Resaltó que, «el Juzgado si contestó de manera inmediata dicho requerimiento, pero nunca puso en conocimiento del estado del proceso, sino por el contrario el Juzgado guardo silencio, imposibilitando realizar un seguimiento oportuno e idóneo del estado del proceso para actuar en el mismo como se pretendió por parte de la parte demandante (sic)», por lo que 15 de julio de 2021 radicó recurso de reposición y, en subsidio, de apelación contra la providencia que rechazó la demanda, empero, el mismo día desistió de los mismos y al día siguiente (16 de julio) renunció a los términos de ejecutoria y solicitó el retiro de la demanda y sus anexos, data en la cual el Juzgado «emite acta de retiro de documentos por demanda rechazada».

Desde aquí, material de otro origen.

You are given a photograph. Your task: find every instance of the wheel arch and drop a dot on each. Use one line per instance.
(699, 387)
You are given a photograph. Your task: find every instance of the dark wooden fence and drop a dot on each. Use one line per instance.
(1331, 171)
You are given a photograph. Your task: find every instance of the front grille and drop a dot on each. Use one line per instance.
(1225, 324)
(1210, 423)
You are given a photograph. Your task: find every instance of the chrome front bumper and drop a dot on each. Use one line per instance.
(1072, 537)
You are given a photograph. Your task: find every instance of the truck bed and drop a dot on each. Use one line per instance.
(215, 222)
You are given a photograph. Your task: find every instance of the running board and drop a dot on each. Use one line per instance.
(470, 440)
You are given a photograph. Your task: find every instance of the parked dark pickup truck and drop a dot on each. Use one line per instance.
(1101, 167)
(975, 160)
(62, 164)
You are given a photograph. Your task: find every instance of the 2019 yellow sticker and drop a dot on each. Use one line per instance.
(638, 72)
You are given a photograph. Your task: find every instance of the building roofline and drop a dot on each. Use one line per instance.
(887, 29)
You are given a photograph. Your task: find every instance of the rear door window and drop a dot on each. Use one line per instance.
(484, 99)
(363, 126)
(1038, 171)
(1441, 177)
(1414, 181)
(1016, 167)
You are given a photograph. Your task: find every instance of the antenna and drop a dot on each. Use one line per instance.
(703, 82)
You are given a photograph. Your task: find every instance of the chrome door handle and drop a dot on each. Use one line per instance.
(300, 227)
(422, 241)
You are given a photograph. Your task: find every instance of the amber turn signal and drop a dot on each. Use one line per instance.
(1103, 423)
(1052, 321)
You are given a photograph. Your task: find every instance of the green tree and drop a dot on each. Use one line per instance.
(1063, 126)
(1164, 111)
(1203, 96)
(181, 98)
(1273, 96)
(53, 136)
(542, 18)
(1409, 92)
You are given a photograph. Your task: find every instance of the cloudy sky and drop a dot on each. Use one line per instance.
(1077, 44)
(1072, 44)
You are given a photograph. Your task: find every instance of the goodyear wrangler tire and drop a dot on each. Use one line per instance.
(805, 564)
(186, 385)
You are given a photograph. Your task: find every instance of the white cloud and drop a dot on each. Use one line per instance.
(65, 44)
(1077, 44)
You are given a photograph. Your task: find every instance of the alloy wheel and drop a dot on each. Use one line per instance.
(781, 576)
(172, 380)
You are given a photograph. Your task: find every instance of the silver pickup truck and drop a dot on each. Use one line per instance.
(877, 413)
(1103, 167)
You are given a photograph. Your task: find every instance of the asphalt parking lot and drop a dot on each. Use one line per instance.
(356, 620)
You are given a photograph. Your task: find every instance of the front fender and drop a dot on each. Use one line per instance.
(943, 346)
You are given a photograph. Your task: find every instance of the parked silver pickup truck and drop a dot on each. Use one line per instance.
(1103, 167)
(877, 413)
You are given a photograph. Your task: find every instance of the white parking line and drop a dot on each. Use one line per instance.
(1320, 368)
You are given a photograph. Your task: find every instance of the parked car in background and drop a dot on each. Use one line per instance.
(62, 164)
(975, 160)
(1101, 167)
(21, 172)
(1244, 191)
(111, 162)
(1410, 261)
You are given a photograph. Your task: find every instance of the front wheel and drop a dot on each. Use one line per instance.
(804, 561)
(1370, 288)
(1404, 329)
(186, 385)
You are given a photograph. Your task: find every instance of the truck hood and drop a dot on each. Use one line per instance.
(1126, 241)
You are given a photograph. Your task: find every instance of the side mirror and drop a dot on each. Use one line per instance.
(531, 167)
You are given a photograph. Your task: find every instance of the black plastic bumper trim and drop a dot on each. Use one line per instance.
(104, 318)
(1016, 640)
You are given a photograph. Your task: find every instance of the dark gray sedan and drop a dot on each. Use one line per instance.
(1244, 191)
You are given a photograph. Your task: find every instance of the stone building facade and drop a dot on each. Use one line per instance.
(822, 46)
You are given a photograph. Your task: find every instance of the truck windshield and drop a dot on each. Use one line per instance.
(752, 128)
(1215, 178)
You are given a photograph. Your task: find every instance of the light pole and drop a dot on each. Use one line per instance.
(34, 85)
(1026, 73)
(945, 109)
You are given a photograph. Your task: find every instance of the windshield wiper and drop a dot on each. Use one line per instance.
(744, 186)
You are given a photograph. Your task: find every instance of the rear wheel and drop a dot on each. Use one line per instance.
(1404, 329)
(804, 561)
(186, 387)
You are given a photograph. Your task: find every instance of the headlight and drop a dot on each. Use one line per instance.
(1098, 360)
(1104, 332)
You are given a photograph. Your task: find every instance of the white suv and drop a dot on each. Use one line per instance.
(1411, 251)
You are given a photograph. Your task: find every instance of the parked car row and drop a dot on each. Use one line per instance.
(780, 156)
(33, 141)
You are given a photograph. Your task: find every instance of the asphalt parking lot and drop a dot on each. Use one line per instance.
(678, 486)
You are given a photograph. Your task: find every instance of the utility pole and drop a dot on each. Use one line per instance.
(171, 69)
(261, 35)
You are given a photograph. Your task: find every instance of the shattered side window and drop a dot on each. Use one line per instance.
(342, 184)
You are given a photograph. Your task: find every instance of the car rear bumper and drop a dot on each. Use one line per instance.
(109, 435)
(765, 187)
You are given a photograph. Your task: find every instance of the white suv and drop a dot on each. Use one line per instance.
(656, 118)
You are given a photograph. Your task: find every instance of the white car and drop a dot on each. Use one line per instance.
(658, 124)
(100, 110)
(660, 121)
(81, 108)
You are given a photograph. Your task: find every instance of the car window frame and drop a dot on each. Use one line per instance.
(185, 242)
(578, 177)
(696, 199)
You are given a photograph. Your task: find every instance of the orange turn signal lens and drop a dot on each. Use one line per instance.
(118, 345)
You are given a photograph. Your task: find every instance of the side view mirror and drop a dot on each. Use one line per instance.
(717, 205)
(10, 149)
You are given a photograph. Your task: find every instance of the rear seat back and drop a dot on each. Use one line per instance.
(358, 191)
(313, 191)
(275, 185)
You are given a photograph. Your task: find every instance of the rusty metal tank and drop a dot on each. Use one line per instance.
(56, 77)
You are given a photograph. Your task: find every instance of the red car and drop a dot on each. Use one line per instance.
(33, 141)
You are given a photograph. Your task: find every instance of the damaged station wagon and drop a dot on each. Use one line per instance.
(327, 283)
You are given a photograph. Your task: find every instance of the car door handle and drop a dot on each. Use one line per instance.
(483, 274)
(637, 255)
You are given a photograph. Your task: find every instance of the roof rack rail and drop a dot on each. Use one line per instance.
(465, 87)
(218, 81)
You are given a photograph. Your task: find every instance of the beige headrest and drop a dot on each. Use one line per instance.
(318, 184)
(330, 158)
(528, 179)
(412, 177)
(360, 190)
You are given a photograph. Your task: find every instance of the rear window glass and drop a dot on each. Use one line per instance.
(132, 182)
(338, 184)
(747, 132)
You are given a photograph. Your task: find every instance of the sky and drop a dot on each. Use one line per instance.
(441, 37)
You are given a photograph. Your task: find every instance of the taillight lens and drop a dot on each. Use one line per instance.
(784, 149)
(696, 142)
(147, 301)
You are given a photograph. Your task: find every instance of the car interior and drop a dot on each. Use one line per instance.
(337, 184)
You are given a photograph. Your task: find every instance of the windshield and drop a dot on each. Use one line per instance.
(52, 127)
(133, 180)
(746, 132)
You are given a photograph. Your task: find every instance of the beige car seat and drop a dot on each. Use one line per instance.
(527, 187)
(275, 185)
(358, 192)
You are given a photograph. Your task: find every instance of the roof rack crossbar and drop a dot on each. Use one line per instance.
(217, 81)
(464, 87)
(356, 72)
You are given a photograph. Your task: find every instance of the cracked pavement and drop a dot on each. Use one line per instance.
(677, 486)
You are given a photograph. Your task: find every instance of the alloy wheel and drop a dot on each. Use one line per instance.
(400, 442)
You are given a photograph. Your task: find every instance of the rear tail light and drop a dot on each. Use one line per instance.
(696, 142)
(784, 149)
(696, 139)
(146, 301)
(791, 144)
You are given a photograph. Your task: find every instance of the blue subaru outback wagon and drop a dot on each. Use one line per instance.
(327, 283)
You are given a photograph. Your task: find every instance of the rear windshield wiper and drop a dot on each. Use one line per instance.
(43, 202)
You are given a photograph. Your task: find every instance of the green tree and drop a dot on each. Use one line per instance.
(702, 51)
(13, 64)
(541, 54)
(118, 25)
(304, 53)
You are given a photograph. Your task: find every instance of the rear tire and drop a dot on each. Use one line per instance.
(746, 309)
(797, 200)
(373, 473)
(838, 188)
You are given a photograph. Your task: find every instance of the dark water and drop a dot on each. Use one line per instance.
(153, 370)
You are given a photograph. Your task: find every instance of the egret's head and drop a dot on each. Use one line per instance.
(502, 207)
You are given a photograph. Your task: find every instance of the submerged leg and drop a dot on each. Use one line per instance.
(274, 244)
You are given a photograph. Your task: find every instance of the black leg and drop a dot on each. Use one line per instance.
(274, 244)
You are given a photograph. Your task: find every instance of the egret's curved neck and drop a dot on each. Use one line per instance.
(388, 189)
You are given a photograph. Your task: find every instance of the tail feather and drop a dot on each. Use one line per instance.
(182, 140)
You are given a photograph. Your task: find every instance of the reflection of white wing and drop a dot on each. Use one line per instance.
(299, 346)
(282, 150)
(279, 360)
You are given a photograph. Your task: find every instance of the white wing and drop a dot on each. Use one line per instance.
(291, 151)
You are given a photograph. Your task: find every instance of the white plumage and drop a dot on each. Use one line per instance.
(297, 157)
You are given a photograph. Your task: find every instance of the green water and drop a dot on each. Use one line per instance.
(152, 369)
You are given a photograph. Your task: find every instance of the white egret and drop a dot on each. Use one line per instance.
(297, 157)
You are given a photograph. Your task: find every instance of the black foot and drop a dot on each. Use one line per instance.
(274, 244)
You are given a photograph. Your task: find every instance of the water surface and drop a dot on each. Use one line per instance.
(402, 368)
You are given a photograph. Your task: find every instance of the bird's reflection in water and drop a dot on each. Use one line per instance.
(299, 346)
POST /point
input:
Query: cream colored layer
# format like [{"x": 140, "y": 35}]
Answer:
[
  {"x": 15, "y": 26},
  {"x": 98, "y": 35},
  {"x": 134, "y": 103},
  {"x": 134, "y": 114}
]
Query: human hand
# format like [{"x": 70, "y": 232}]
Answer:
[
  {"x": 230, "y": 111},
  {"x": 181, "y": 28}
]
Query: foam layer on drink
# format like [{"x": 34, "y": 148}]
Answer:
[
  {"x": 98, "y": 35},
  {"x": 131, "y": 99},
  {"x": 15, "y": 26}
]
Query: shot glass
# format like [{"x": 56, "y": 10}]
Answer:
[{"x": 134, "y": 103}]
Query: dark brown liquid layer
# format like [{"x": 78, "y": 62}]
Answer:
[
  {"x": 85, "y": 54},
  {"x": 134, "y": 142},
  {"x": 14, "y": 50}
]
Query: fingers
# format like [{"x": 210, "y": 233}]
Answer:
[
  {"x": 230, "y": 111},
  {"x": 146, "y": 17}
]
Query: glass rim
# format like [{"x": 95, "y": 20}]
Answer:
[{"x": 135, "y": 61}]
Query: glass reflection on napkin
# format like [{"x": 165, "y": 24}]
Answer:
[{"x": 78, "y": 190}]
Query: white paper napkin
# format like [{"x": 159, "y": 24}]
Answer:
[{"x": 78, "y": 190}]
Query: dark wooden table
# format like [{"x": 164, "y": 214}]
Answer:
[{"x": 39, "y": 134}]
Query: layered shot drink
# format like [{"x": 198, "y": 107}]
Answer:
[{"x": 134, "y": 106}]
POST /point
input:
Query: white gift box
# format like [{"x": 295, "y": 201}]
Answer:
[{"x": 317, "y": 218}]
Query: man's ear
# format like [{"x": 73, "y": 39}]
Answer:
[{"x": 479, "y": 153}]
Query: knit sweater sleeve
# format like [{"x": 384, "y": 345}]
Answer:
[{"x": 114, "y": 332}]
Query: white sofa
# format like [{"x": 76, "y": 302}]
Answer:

Informó que, paralelamente, el 14 de julio de 2021, radicó nuevamente la demanda, que le correspondió al mismo Juzgado. Seguidamente, el 16 y 21 de julio de 2021 solicitó «información del proceso y su estado, toda vez que desde el acta de reparto no se tuvo conocimiento del estado del proceso»; no obstante, por auto de 16 de julio de 2021, el Juzgado decidió no reponer el auto que rechazó la primera demanda presentada, conceder el recurso de apelación y «glosar sin consideración alguna la nueva demanda allegada por reparto por conocimiento previo […]», sin tener en cuenta el desistimiento y la renuncia a los términos de ejecutoria, por lo que el 23 de julio formuló petición advirtiendo tal situación, ante lo cual el a quo le remitió por correo electrónico: «1.

Auto Decide Recurso, donde se habla específicamente del nuevo proceso presentado; 2. Auto Resuelve Desistimiento, providencia mediante la cual se resuelve el desistimiento; 3. del recurso y el retiro de la demanda; 4. Acta Retiro Demanda, actuación secretarial donde se da por retirada la misma». Para el tutelante, el Juzgado incurrió en defecto procedimental por «ausencia de notificación» de los autos de inadmisión y rechazó de la demanda, «debido a que esta fue radicada en la fecha en que ya estaba vigente el Decreto 806 de 2020 […] y conforme a que todas las solicitudes se hicieron desde nuestra dirección de correo electrónico», el Juzgado «pudo manifestarnos por la dirección de correo electrónico enviado, de qué forma podríamos visualizar el proceso, o habernos notificado los autos por el mismo medio, debido a la imposibilidad de revisión sistemática, pero por el contrario, cargo (sic) unos autos de los cuales nunca se tuvo conocimiento por la imposibilidad de revisión, y solo hasta que levanta la reserva de proceso privado encontramos que se emitió una actuación de la cual no tuvimos el término legal para pronunciarnos, pues estos ya habían vencido».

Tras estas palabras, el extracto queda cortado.